Welcome to Uncommon Leadership today.
I’m Michael Hunter, with Uncommon Teams.
Today I’m talking with Louise Perold.
Louise has been leading teams for several decades, first in South Africa, and now in Portugal.
She’s been focused on quality throughout, including co-organizing a testing conference in South Africa for a number of years, and she’s currently serving on the board of the Association for Software Testing.
She readily says that she’s made plenty of mistakes along the way. The Problem Solving Leadership workshop helped her understand herself better, and that better understanding has been key in her journey as a leader.
My personal experience learning from Louise at many a testing conference has me greatly looking forward to our conversation today.
Louise Perold 1:01
Thank you. Thanks so much.
As you reflect over your journey to seeing people’s people and learning to leverage their unique gifts to best accomplish your goals, what has had the biggest impact so far?
A lot of things, probably in chain reaction with each other or building on top of each other.
Going back to Problem Solving Leadership, that was certainly something that was transformative for me, not only in how I see myself, but also in learning about how to observe a system and the difference between our observations and our judgments about those observations. And how to separate those two things a little bit more.

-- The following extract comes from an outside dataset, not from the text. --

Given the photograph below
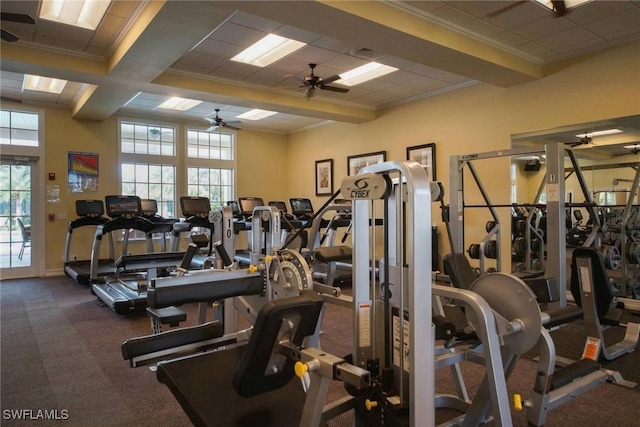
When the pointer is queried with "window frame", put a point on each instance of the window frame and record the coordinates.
(180, 160)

Specifically, Johanna and Esther’s book Behind Closed Doors really helped me to learn the power of a one-on-one. Especially if you think about it with a format in mind, and think about it with a goal of not only looking at how is the person doing with the last piece of work or if the plans for the future work, but also just building a relationship with that person. Starting to understand some of their life, and what may or may not be affecting work, and also their hopes and dreams for the future, where they really see their career going. And how you can perhaps spot opportunities or see how, within an organization, you could help facilitate some of those things.
That’s maybe the first book I read that really showed people bringing our whole selves into work and how to facilitate that from both sides.
I have always thought that one of the big mistakes I have made is that I used to have a daily meeting with the team.
I felt, initially, that would be sufficient for us to all get to know each other.
It was definitely a first.
There was a focus about building a relationship as a team and understanding what people were perhaps challenged with, then where they could ask for help and share knowledge, and we could grow as a team.
I hadn’t thought enough about the individual. A space for me and the individual to also connect that was outside of the team. Where people might share completely different things.
You get to know a different side of somebody on a one-on-one basis than you do within a team.
Just realizing, “Oh wait. I probably need to do this as well.”
Starting that journey was really important for me.
Are you generally more comfortable bringing up aspects of your personal self in a group meeting, or are you more on the side of those who are not so comfortable doing that?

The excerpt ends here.